Why ‘Marshals’ Feels Like It’s Missing a Piece of the Yellowstone Saga
The Unmistakable Absence of Taylor Sheridan’s Signature on ‘Marshals’
‘Marshals’, the latest spinoff within the Yellowstone universe, launched with eager anticipation from fans craving more of Taylor Sheridan’s neo-Western storytelling. However, just a few episodes in, the series reveals a crucial missing ingredient: Sheridan’s distinct creative voice is less present than ever, and this void is being felt across every scene and plot twist.
Procedural TV Meets the Yellowstone Legacy – But At What Cost?
Unlike its predecessors, ‘Marshals’ veers into classic CBS procedural territory. The shift feels like a conscious move to open the saga to mainstream network audiences, but the trade-off is immediately noticeable. Shedding much of the gritty language and raw violence that have become quintessential to the Yellowstone brand, ‘Marshals’ takes an almost sanitized approach, with its stories pivoting around Kayce Dutton (Luke Grimes) now serving as a U.S. Marshal. The ensemble of federal agents gives a nod to tradition, but in doing so, the series loses the poetic, rough-edged urgency that Sheridan’s scripts typically deliver.
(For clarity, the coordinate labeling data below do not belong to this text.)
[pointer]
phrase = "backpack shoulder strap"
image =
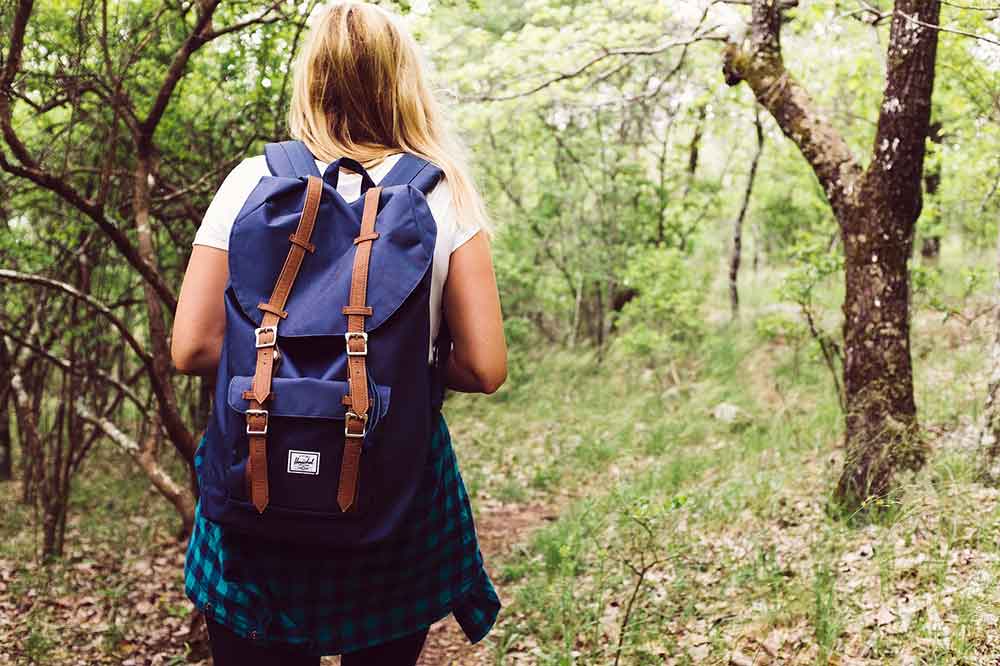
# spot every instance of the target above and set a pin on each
(290, 159)
(415, 171)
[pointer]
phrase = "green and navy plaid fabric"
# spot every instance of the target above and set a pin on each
(330, 601)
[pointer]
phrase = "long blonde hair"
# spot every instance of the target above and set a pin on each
(359, 90)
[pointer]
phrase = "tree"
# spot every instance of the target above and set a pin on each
(111, 126)
(876, 208)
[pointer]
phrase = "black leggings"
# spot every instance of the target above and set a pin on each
(229, 649)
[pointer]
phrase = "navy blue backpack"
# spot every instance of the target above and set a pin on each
(325, 398)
The consequence? The dialogue feels less snappy, the stakes less visceral. The thrill that previously danced beneath Beth Dutton’s razor-sharp barbs or John Dutton’s brooding declarations is subdued here. Even moments meant to pack an emotional punch land softer, resulting in drama that can often feel muted, even when bullets fly.
Sheridan’s Approach: Quality, Consistency, and the Power of Authentic Dialogue
Taylor Sheridan’s hallmark as a showrunner is total immersion in his projects, from writing every word of ‘Yellowstone’ to shaping entire character arcs in spinoffs like ‘1883’. His writing style is a blend of terse frontier stoicism and poetic melancholy. This led to crafted moments worthy of analysis in screenwriting courses—such as Beth’s scathing one-liners or the philosophical musings peppered throughout ‘1883’.
With ‘Marshals’, the difference is clear: Sheridan is onboard as a producer only, stepping back from the writing room. This creative distance means the show operates with less clarity of purpose. Some plotlines—such as Kayce’s ongoing connection to the Broken Rock reservation—are compellingly drawn but feel awkwardly juxtaposed against more generic case-of-the-week plots. The result is an ongoing identity struggle, as the series treads uneasily between being a ‘Yellowstone’ descendent and a formulaic police procedural. The loss isn’t just tonal; it’s structural, affecting the show at every level from characterization to pacing.
Identity Crisis: Torn Between Two Television Worlds
‘Marshals’ has been described by some viewers as ‘NCIS: Yellowstone’, and the comparison isn’t baseless. The series borrows heavily from procedural conventions—setups, gunfights, case resolutions—but never leans into them enough to feel committed. Action sequences are polished yet seem overblown for the legacy of Yellowstone, and several characters stand in for greater stories yet lack the gravitas Sheridan’s handiwork would have imparted.
Monica Dutton’s death and the fallout for Kayce is a glimpse of the personal drama the franchise trades in, yet even those moments have been flagged by fans and critics as lacking depth and nuance. Where ‘Yellowstone’ would allow grief and anger to simmer, here it’s smoothed over by plot requirements and structural brevity.
Can Sheridan’s Involvement Save the Show?
Certainly, ‘Marshals’ is not without its merits: solid ratings and standout performances hint at an underlying potential. Still, the critical gap persists. Sheridan may never return to writing every script himself, but an increased creative hand—from providing in-depth script input to directing pivotal episodes—could help the spinoff channel the authenticity and tension that defined the Yellowstone legacy.
Given the sprawling popularity of the Yellowstone franchise, this is more than just a passing concern. Taylor Sheridan’s brand is now synonymous with modern, mythic Western drama—a cultural lens through which audiences engage not just with stories of land and legacy, but moral ambiguity, modern American conflict, and the burdens of leadership. The ‘Marshals’ experiment stands at a crossroads, needing more than procedural polish to satisfy both longtime fans and network newcomers.
Kayce Dutton’s journey as an ex-Navy SEAL and Montana lawman remains a compelling concept. The series only needs to rediscover the voice that made Yellowstone and its siblings beloved: sharp, unsparing, deeply human, and unapologetically bold.